Алешка не понимал вины.
— А чего же ты, когда в Совете был, все мне разрешал? Небось губернские бумаги давал читать сам…
— Вот я тебя запру в каталажку, будешь знать у меня, — ругал отец.
— Ну ошибся парень, не беда, — сказал Отесов. — Он это невзначай заехал глазами.
Михаил Бударин дочитал до конца письмо и, сложив его, спрятал в полевую сумку.
— Ну как вы, товарищи, приехали? — спросил потом ардашевцев.
— А разве ж Олешка не говорил вам? — приподнялся с лавки Трофим. — Как мы заложники по жребию…
Поднялся с лавки и Карпей.
— Решайте нашу судьбу, — наклонил он покорно голову, — под расстрел, сами знаете, кому хочется.
Бударин на ухо спросил сына:
— Который Морозов?
Алешка точно спохватился:
— А Морозов-то уж не сбежал ли обратно? Где он?
— Отдыхает, — ответил Карпей. — У мельника он. Заморился, видать, с дороги-то…
— Что он, спать сюда приехал? — спросил Отесов.
Бастрыков пересел поближе к столу, заговорил:
— Признаться, мы его по сговору не разбудили, — сказал он про Морозова, — он ведь…
Бастрыков осекся.
— Что он, из буржуев, что ль? — допрашивал Отесов.
Ардашевцы глянули друг на друга.
— Чего уж говорить-то, — с хитрецой сказал Карпей, — у вас без нас все известно. Понятно, он, Морозов, нам не чета. Магазин свой имел в селе… Первый богатей.
Отесов выбрался из-за стола, подошел к ардашевцам.

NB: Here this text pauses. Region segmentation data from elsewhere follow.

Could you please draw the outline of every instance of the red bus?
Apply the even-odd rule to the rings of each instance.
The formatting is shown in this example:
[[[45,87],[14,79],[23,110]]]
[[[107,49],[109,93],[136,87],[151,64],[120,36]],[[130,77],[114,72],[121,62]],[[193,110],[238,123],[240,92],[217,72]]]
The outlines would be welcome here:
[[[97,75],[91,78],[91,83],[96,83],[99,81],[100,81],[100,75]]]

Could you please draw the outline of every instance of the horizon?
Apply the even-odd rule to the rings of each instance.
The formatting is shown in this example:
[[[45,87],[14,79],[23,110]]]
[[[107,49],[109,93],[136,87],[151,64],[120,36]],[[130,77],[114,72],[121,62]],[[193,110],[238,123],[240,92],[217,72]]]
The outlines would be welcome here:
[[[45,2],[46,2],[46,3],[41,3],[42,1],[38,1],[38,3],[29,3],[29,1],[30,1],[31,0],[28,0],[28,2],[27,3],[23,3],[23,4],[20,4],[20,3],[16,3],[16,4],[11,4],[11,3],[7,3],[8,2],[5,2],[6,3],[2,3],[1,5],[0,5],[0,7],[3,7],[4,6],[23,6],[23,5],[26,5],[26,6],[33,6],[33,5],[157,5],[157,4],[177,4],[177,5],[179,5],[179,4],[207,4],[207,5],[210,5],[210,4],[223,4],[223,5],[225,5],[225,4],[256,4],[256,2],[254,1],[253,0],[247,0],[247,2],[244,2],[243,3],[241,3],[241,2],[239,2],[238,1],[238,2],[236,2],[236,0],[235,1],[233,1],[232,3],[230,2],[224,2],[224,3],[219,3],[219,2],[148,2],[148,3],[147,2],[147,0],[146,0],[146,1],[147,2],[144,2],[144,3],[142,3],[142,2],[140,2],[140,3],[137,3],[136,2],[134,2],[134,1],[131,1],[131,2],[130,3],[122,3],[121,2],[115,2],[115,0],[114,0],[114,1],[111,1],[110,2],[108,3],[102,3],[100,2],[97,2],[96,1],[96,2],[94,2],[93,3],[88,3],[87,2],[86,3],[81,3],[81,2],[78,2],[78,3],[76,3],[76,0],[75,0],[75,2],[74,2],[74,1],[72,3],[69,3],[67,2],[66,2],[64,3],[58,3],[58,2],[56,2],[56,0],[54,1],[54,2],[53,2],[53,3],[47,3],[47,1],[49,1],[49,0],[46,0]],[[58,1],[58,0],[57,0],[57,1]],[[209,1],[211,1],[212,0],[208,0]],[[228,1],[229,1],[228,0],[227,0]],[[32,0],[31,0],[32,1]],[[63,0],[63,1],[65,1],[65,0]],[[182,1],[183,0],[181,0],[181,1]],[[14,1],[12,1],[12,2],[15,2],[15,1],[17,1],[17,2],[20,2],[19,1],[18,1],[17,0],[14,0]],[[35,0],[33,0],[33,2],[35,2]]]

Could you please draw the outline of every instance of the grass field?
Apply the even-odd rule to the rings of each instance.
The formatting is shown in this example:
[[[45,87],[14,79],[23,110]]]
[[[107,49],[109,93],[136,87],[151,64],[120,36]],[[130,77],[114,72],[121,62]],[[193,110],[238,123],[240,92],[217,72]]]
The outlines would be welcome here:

— Вы там к городу ближе живете, — сказал он, — нет ли у кого маньчжурского табаку?
Карпей и Маврин разом сунули Отесову кисеты. Закурил Отесов и, придвинув к себе скамейку, сел посреди комнаты.
— Ну, товарищи, давайте об вас теперь потолкуем, — сказал он.
При этом поправил портупею, потрогал револьвер.
Михаил Бударин сел на другой конец скамейки.
— Если уж вы, товарищи, сами приехали сюда, так мы вас примем, — сказал Отесов.
— Мы от расстрела это сюда… — начал было Карпей.
— У нас уставы простые: лупи белую гвардию, защищай свои права, — говорил Отесов, — боевой пункт словесности строгий. Пункт седьмой вот: за побег от товарищей под огнем неприятеля виновные подвергаются немедленному расстрелу товарищами на месте преступления… Вот вам вся словесность. Отесов встал со скамейки.
— Ну, вы беседуйте, — сказал он, — а я пойду оружье принимать.
За Отесовым ушли адъютант и другие штабисты. Только Бударин с Алешкой остались.
— Присягу принимать или запросто запишете? — спросил Бастрыков.
— Какая там присяга! — сказал Бударин. — Лупи белую гвардию — и вся присяга… Вы как с оружием-то — обращались?
— Насчет этого чего уж спрашивать-то, — оглядел земляков Маврин. — Правда, я-то с японской не брал в руки оружия, а эти-то все на германской побывали.
Тут постучали в окно.
— Товарищ Бударин, там ждут заложники. Все в сборе.
— Сейчас, — ответил Бударин.
— А как же насчет Морозова-то? — спросил Маврин. — Ежели уж ему оружье не доверите, так обратно хоть не пущайте в Ардаши. Он ведь зловредный — донесет на нас милиции.
— Мы его под арест, — сказал Бударин.